A low income family of six now needs a minimum of over ZWL$25 000 a month for basics such as food, rentals, and other day to day needs.
According to latest data from the Consumer Council of Zimbabwe, the cost of living shot up by 8.09 per cent from December last year to January this year. By the end of January, the food basket stood at $25 998 from $24 053.92, in December 2020.
The consumer watchdog’s Deputy Director, Rose Chikarakara told ZTN News “Prices have indeed been going up and the reason for that has been mainly the absence of the informal sector during the lockdown restrictions.
As you know, the informal sector comprises of small scale retailers such as the tuck-shops, the flea markets, small fruit and vegetable markets and so forth. All these have been restricted since the beginning of the lockdown in January.
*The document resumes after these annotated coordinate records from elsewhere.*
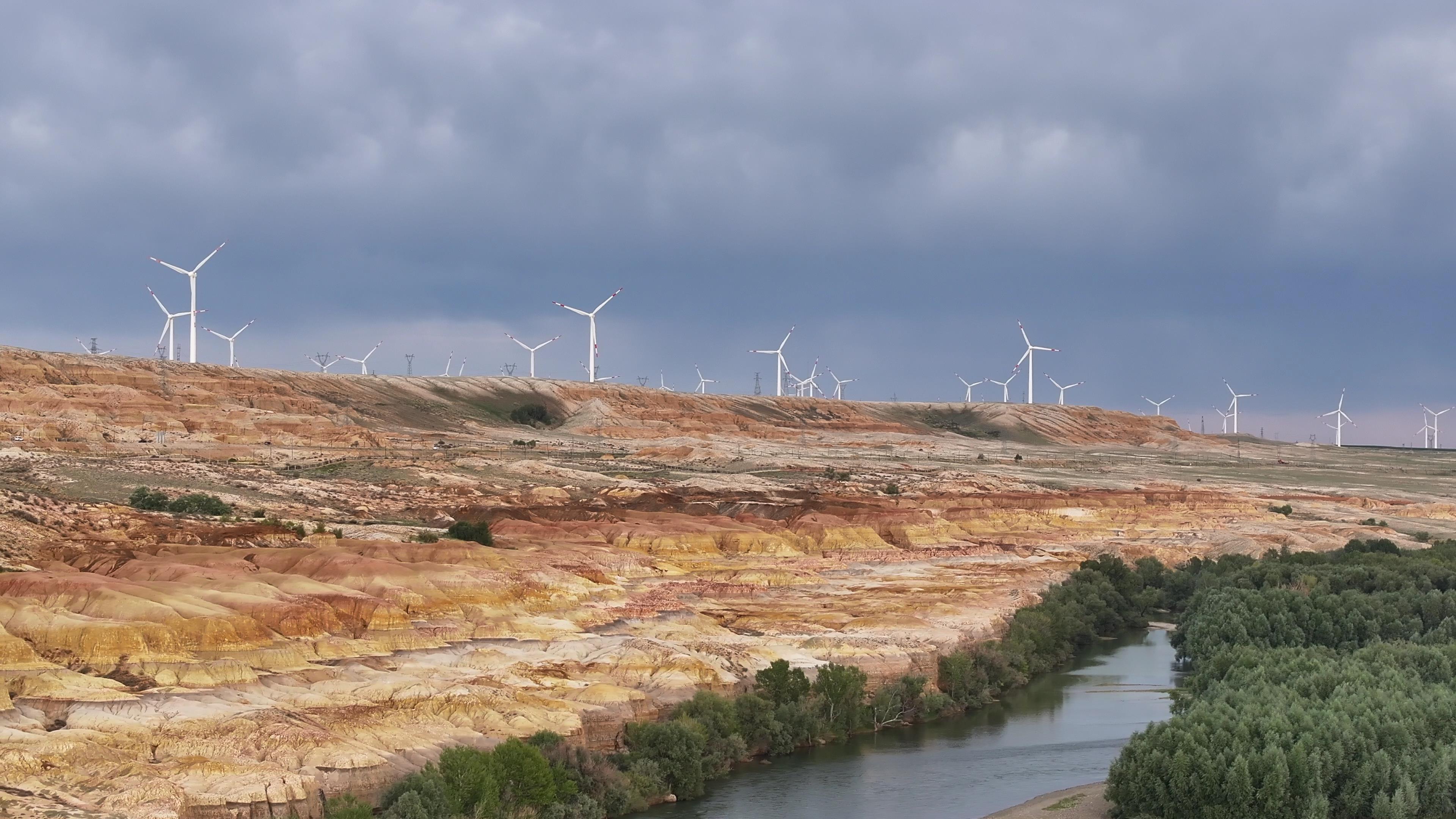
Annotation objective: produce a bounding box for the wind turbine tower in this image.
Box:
[986,367,1021,404]
[748,325,796,396]
[693,364,718,395]
[955,373,990,404]
[1421,404,1456,449]
[1319,389,1356,446]
[1213,406,1233,434]
[1007,322,1061,404]
[337,339,384,376]
[202,319,256,367]
[1143,395,1178,415]
[1223,380,1258,434]
[149,242,227,364]
[552,287,622,383]
[505,332,562,377]
[1041,373,1086,405]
“What this means is, it created a huge gap and there was a lot of restriction in terms of competition and in the absence of competition, prices are bound to go up,” she said. Confederation of Zimbabwe Retailers president, Denford Mutashu, also gave his perspective on the increase in prices of basic goods.
“A lot of it is due to supply issues bordering around raw materials, grain etc. The lockdown was also another driving factor.
Few players were operational during the 30 day lock down because issuing of exemption letters was very slow and in a lot of times, very inefficient. A lot of members did not open and that may also have led to isolated price increases,” he said.